Risky business: 44% of small firms reach Year 4
The numbers aren’t pretty.
While some two-thirds of small firms make it past the two-year mark, just 44 percent can hack it for four years, according to the latest data from the Bureau of Labor Statistics. And by “hack it,” we’re just talking survival rates here: Plenty of those “survivors” are choking down ramen noodles to keep the lights on.
If those odds don’t scare you off, consider too that some industries may be inherently tougher to crack than others. Your friends might think that you rival Mario Batali in the kitchen, or that you can go sole for sole with the likes of Kenneth Cole. But the sober truth is that it takes more than talent to run a restaurant, a clothing boutique and a host of other ventures. Sadly, some of the most enticing industries are also the riskiest.
Good data on business failures are hard to find. At first blush, BLS figures suggest that failure rates are consistent across industries. Yet those industry groupings are very broad, capturing the entire universe of small companies in just 10 general buckets. For example, restaurants are lumped into the larger “leisure and hospitality” bucket, including more stable outfits like hotels. Some economists chalk up failure rates to other factors, such as location, the experience level of management teams and whether companies are able to nab venture funding.
But a closer look by the folks at Fair Isaac, a business research firm and father of the FICO credit score, suggests that some industries are indeed riskier than others.
To assess an industry’s inherent risk, Fair Isaac collected reams of financial data from various internal and other proprietary sources, including credit-tracking agencies such as Dun & Bradstreet and Equifax. “The weird thing about industry classification is that, depending on the sources we look at, there are varying rates of risk,” says Cordell Wise, a Fair Isaac product manager.
To be sure, choice of industry is not the only predictor of a startup’s chances for success. Fair Isaac weighs up to 20 variables when modeling a small fry’s risk profile. After a business has been up and running for more than two years, Fair Isaac drops the industry variable from its risk model altogether; at that point, things like cash flow and debt load become more critical factors.

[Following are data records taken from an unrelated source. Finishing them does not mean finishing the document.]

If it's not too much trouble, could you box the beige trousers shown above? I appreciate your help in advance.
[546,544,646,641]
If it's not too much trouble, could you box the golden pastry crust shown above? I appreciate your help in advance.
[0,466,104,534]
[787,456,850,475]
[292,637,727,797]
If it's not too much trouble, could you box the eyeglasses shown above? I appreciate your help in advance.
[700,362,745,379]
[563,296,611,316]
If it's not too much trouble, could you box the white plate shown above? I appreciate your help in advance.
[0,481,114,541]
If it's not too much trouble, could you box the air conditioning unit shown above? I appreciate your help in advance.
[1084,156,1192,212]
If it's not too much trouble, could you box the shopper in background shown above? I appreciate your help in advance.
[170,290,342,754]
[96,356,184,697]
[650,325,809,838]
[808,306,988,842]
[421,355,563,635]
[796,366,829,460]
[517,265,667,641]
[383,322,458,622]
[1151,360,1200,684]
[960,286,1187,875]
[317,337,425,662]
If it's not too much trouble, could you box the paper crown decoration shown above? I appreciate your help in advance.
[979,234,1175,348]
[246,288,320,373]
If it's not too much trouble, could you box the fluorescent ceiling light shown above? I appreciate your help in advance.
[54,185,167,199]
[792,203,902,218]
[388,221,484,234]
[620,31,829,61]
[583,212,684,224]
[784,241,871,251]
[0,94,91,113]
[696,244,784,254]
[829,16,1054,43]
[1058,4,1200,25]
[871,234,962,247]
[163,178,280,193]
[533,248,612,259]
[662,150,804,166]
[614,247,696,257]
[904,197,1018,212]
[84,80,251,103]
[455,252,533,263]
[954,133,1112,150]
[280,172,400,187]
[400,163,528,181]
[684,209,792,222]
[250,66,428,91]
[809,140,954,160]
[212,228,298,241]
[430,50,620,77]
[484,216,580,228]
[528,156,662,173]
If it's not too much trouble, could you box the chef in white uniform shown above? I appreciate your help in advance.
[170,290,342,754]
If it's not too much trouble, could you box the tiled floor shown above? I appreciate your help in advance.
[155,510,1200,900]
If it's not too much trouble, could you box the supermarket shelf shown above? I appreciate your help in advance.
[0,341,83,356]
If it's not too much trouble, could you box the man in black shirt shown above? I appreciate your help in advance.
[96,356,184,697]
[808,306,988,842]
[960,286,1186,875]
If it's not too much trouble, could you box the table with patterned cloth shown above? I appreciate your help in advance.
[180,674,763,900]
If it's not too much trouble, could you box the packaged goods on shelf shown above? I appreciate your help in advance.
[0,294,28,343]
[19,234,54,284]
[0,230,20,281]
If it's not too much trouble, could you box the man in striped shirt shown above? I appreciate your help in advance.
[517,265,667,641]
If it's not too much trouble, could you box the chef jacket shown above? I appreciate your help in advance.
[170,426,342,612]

Still, out of a universe of 89 industries (still somewhat broad, but a lot better than the BLS classifications), 10 stood out as the riskiest. Five of them follow.
Take vehicles for hire. All operators pay high insurance premiums, suffer during oil spikes and have tons of competition. And each mode of transportation has its own risks too.
Clothing retailers don’t have it much easier. Last year’s bubble skirts might have looked great on you, but your customers may not have found them so flattering.
Restaurants and bars
Budding restaurateurs have an uphill slog too. “Food businesses in general are deceptively familiar,” says Clark Wolf, a New York-based food and restaurant consultant.
How about a purveyor of handy-dandy cell phones and other PDAs? Even the smallest towns in the U.S. have several companies hawking mobile devices, including telecom giants such as Verizon and Sprint Nextel. Low margins plus established competitors equals high risk for independent dealerships.